The operative complaint alleged that one of the relators, a former Pfizer employee named Alex Booker, sent an email to Pfizer’s Corporate Compliance department claiming that Booker’s manager directed subordinates to engage in off-label promotion. Relators alleged that Booker’s email constituted a “Reportable Event,” and that Pfizer’s failure to disclose this information to OIG constituted a “reverse false claim.”

The district court disagreed and the First Circuit affirmed: “As Pfizer explains, nowhere in [relators’] complaint do relators allege that Pfizer ever determined Booker’s complaint to be in any way credible and therefore a ‘Reportable Event.’” Absent this determination, Pfizer was under no obligation to disclose Booker’s email to OIG, and the CIA’s monetary penalties did not apply.

Retaliation

Finally, the First Circuit rejected Booker’s retaliation claim, which was based on his deposition testimony about two instances when he objected to his supervisor’s alleged instructions to promote Geodon for off-label uses. The First Circuit had previously held that the FCA’s anti-retaliation provision only applied to activities that “reasonably could lead” to an FCA action, such as investigations, inquiries, testimonies, or other activities that concern the employer’s submission of fraudulent claims to the government. Here, the court held that Booker’s objections only related to off-label promotion, and not the submission of false claims. To survive summary judgment, Booker had to demonstrate that his objections related to conduct covered by the FCA, not simply an independent regulatory violation. The First Circuit did not reach Pfizer’s alternative argument that the company had non-retaliatory reasons for firing Booker.

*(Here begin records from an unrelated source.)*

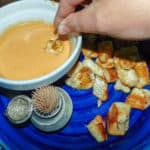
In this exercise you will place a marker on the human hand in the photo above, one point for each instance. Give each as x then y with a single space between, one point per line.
128 19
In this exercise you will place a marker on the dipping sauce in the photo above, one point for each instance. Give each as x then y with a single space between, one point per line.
22 51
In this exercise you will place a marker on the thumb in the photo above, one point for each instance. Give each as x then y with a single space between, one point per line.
82 21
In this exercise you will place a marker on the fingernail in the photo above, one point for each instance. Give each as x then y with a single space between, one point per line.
63 29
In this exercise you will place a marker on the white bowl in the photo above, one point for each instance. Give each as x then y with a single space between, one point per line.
35 10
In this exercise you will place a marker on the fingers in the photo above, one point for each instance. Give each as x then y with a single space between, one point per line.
82 21
65 8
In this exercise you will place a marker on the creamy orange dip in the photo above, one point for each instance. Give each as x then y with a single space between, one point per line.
22 53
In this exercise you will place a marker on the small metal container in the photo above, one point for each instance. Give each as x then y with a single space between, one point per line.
19 110
56 120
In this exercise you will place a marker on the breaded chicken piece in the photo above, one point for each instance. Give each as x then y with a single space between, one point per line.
128 77
97 70
75 69
110 75
109 63
118 118
105 47
139 98
100 88
83 79
97 129
121 87
142 72
89 53
123 63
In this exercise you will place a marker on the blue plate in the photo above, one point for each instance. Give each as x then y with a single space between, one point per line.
75 135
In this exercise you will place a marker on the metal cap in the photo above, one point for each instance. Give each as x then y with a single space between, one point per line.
58 121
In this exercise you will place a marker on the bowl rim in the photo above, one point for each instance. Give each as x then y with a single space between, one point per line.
51 74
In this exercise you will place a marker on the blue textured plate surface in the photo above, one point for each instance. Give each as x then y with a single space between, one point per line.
75 135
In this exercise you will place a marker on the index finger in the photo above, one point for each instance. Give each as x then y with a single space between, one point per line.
66 7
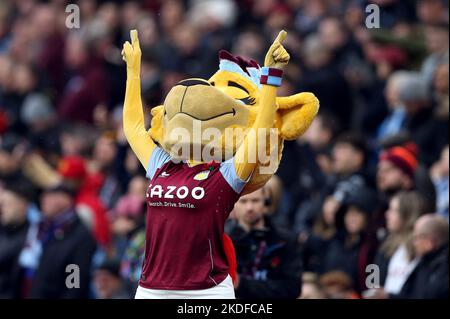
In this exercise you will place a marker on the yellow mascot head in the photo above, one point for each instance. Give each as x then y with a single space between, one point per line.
228 100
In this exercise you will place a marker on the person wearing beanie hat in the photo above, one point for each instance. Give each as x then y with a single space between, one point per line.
396 168
353 246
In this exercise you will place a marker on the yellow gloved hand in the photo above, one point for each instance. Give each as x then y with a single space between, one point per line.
277 56
131 54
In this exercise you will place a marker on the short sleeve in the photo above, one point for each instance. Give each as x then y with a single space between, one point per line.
228 171
158 158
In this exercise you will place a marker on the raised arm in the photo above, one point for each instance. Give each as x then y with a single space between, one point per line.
276 58
133 115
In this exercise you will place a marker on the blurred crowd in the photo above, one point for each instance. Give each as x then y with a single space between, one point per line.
368 184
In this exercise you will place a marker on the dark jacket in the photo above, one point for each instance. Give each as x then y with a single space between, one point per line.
429 280
351 259
12 239
74 245
269 264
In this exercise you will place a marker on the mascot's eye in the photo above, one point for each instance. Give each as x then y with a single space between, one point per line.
247 100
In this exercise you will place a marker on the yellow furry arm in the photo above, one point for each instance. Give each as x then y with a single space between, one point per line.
133 115
244 161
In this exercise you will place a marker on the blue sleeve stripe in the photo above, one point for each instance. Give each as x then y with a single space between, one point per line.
158 158
229 173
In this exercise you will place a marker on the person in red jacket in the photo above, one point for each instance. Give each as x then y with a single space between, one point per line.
88 204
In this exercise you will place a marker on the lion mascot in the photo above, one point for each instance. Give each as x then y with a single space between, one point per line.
210 142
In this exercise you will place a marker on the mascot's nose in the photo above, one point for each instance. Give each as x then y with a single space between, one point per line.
192 82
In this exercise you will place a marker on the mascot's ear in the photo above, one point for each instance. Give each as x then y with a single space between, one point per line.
157 129
297 113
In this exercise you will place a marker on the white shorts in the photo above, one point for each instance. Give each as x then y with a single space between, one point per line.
224 290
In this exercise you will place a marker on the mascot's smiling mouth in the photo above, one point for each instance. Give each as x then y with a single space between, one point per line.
233 111
200 100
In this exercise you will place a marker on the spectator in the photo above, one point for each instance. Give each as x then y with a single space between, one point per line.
337 285
311 288
15 202
269 264
396 168
429 280
108 283
64 241
396 257
439 174
353 247
436 39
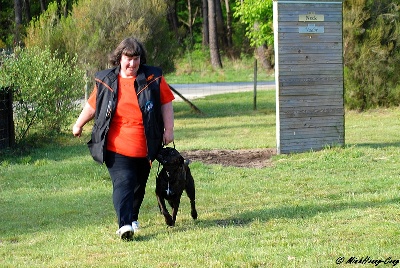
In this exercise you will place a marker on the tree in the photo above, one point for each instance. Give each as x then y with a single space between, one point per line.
45 89
18 21
205 31
372 53
212 24
94 28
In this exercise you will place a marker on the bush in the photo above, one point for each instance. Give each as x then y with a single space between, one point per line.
372 54
45 86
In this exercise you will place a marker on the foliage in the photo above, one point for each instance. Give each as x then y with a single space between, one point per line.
45 88
258 16
306 210
372 54
94 28
46 31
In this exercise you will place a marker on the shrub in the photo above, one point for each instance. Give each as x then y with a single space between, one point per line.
45 86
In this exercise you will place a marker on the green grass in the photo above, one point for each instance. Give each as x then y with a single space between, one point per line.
307 210
195 68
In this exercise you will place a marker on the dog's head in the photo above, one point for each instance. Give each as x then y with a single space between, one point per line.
169 157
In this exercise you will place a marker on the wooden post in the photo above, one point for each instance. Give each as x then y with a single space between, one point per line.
309 74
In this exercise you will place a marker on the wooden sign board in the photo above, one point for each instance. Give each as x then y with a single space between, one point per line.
309 74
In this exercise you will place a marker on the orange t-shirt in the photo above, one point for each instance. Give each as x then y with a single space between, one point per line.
126 134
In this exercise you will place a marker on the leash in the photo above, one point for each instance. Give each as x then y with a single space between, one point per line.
159 164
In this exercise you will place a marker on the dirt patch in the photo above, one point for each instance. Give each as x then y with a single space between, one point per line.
254 158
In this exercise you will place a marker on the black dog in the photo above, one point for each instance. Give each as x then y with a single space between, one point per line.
174 178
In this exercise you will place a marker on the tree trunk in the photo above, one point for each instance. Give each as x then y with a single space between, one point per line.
173 18
212 24
27 7
18 21
206 40
264 55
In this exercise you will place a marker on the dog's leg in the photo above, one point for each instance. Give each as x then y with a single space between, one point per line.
163 209
191 193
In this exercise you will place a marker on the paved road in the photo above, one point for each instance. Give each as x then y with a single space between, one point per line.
191 91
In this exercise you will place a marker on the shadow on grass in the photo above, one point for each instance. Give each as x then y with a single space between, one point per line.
64 146
294 212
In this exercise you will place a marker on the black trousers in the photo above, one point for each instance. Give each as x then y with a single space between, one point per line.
129 177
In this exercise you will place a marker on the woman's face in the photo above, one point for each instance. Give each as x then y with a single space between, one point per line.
129 66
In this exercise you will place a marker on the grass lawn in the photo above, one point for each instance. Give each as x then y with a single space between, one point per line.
310 209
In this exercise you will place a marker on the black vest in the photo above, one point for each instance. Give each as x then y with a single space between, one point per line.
147 86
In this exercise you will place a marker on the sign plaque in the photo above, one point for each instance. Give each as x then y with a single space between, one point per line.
312 29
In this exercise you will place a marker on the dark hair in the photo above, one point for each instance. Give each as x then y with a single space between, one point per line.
130 47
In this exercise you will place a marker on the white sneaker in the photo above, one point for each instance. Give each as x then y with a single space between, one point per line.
125 232
135 226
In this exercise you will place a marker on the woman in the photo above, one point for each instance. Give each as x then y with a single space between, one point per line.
132 107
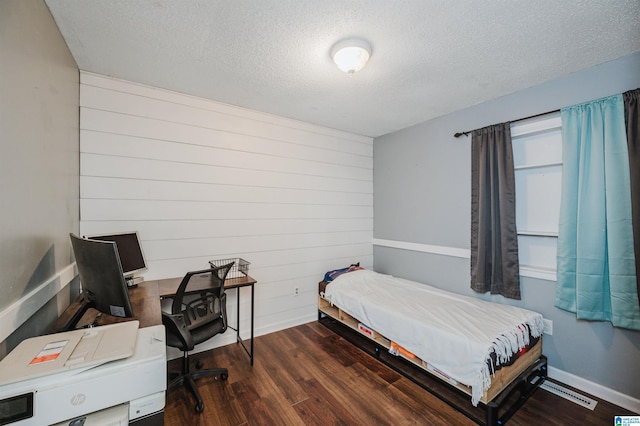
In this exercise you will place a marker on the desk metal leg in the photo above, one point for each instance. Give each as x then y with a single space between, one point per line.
238 338
252 298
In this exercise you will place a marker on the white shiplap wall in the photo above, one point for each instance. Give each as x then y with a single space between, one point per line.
202 180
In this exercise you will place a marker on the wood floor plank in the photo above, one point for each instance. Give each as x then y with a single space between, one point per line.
308 375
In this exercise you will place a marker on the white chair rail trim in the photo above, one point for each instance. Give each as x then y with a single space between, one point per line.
21 310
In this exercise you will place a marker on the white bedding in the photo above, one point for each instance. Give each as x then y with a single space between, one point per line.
453 333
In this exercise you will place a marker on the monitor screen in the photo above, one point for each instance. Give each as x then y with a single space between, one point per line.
129 249
101 276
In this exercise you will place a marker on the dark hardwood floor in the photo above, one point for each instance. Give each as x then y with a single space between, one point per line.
308 375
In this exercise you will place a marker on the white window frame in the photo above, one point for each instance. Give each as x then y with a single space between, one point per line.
538 173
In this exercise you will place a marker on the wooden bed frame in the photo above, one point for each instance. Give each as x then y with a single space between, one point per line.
524 376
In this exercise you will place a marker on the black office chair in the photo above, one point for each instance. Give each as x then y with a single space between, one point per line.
198 312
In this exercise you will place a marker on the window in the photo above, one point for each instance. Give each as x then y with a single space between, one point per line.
537 157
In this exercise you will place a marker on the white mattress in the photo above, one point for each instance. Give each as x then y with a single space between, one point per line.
453 333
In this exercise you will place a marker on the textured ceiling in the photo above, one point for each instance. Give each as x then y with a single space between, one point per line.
430 57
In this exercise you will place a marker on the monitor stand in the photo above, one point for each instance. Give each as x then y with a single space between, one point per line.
73 321
133 281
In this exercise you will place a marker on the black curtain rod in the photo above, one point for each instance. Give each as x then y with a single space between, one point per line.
457 135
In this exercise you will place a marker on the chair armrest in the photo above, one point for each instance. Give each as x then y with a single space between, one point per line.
178 335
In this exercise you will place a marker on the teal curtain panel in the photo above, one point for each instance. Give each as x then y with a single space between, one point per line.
596 261
632 121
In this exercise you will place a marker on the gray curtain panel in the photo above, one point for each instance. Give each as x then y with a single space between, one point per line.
494 240
632 121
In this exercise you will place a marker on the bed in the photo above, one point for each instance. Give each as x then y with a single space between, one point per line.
480 348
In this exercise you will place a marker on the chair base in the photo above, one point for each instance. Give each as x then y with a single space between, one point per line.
188 378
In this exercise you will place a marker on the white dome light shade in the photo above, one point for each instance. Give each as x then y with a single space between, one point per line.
351 55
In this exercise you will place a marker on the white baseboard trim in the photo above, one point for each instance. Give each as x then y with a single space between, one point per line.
20 311
599 391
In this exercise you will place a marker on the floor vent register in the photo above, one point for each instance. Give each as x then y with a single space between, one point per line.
568 394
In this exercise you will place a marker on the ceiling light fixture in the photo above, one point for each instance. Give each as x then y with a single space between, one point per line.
351 55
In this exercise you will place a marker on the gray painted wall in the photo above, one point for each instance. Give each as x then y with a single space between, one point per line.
39 160
422 193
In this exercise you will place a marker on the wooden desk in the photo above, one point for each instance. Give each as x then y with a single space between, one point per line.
145 303
167 288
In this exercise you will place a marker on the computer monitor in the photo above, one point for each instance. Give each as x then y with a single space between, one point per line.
130 251
101 277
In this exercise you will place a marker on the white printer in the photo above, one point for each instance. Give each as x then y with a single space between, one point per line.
112 374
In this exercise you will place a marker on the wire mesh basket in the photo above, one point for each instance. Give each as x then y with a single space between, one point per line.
240 267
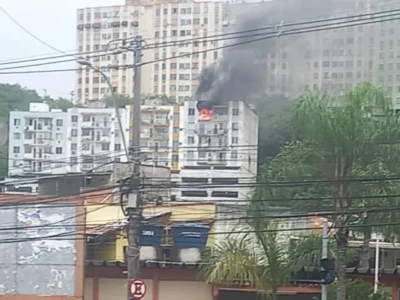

However, the court acknowledged there was “ample evidence” showing Booker had a “long history of negative performance reviews” and other employment issues in advance of his termination.

Key takeaways

Going forward, companies facing qui tam litigation should be mindful of Booker when crafting discovery plans and summary judgment motions. Under similar circumstances, companies should look to craft arguments including the following:

  • At the summary judgment phase, relators must produce “competent evidence” that the defendant’s conduct actually resulted in the submission of a false claim to a government program.
  • In the context of pharmaceutical promotion, it is not enough for relators to produce payment data reflecting the government’s aggregate spend for off-label prescriptions. To survive summary judgment, relators must provide evidence showing that the government reimbursed specific claims caused by the defendant’s promotional activities.
  • The FCA’s anti-retaliation provision is only implicated if relator’s whistleblowing activity related to the submission of false or fraudulent claims for payment from the United States.
  • Where off-label promotion is at issue, relators must do more than allege a violation of FDA regulations governing pharmaceutical promotion. They must also allege that this conduct resulted in the submission of claims that were ineligible for reimbursement under federal health care programs.